Medical training is serious and should be given by competent medical professionals. This article and the whole medical series is not medical advice. It is for informational purposes only. Find good medical training in your area before actually doing the procedures in this series.
This is a series designed to give you a basic medical knowledge of what I consider medical skills you should have if there is no help in sight. The skills are:
Broken bones
Bleeding
Establishing an airway
Deliver a baby
Know The Symptoms of a Heart Attack, Heat Exhaustion or a Stroke
Basic Wound Dressing Techniques
Suturing
Stop bleeding
Knowing how to stop bleeding could save someone’s life. Some uncommon ways to stop bleeding (for smaller wounds) include Sugar, cornstarch, Vaseline, vinegar and even spider webs in dire situations.

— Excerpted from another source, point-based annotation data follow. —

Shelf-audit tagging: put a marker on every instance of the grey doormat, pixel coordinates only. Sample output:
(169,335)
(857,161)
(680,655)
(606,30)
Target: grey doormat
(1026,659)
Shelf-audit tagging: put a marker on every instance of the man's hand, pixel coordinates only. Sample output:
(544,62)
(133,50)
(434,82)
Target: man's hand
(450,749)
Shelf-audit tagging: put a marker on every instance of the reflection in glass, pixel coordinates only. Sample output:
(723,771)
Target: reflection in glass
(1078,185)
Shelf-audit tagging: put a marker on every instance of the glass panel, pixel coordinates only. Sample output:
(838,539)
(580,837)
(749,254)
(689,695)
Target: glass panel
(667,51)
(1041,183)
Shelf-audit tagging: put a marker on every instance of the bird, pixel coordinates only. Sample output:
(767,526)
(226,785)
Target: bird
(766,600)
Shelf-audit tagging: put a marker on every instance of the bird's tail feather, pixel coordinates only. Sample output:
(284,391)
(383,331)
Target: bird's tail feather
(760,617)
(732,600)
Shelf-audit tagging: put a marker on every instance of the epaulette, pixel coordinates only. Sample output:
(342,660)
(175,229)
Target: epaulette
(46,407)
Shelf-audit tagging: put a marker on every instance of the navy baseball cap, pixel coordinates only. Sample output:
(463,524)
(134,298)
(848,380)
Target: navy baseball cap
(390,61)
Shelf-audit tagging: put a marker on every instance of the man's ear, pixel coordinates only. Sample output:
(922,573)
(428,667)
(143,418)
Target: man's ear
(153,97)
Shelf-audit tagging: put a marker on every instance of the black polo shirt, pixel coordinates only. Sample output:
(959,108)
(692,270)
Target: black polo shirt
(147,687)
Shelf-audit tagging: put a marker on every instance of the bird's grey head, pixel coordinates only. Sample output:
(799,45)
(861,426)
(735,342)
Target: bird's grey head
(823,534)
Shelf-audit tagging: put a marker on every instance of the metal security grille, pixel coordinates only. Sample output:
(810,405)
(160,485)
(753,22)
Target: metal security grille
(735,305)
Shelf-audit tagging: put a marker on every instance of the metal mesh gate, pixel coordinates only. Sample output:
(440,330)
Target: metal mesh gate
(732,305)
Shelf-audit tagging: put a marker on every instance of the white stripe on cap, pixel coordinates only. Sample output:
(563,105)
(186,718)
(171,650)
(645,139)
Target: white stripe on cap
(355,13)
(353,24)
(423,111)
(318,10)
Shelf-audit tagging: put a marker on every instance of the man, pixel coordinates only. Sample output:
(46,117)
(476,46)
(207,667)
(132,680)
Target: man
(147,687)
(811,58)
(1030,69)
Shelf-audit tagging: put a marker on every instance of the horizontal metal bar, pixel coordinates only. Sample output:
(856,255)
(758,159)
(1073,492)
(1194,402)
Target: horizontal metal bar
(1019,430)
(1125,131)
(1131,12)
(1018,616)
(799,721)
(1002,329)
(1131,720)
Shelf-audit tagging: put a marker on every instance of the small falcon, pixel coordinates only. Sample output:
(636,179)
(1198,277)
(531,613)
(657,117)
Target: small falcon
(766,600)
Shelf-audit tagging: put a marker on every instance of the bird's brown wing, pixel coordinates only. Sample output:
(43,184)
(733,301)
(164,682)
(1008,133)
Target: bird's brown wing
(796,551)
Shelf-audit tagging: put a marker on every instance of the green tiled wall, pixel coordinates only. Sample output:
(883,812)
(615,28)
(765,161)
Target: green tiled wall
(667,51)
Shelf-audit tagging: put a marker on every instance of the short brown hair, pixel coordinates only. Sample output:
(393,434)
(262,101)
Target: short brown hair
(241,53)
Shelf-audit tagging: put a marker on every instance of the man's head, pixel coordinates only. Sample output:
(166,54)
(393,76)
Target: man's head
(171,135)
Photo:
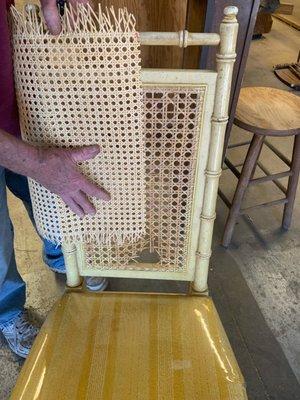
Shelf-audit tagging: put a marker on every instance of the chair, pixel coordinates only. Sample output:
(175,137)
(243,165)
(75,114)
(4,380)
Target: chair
(153,346)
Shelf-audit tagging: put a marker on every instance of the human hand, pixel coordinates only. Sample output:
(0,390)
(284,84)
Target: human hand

Abdominal and chest wounds can be quite serious because internal organs may be damaged, which can cause internal bleeding and even shock. Abdominal and chest wounds are considered an emergency, and you should call for immediate medical help, especially if there are symptoms of shock, such as dizziness, weakness, pale and clammy skin, shortness of breath, and increased heart rate.
While waiting for medical care, give first aid treatment for shock. Have the injured person lie quietly with his or her feet elevated about 12 inches. Cover him or her with a blanket to maintain body warmth.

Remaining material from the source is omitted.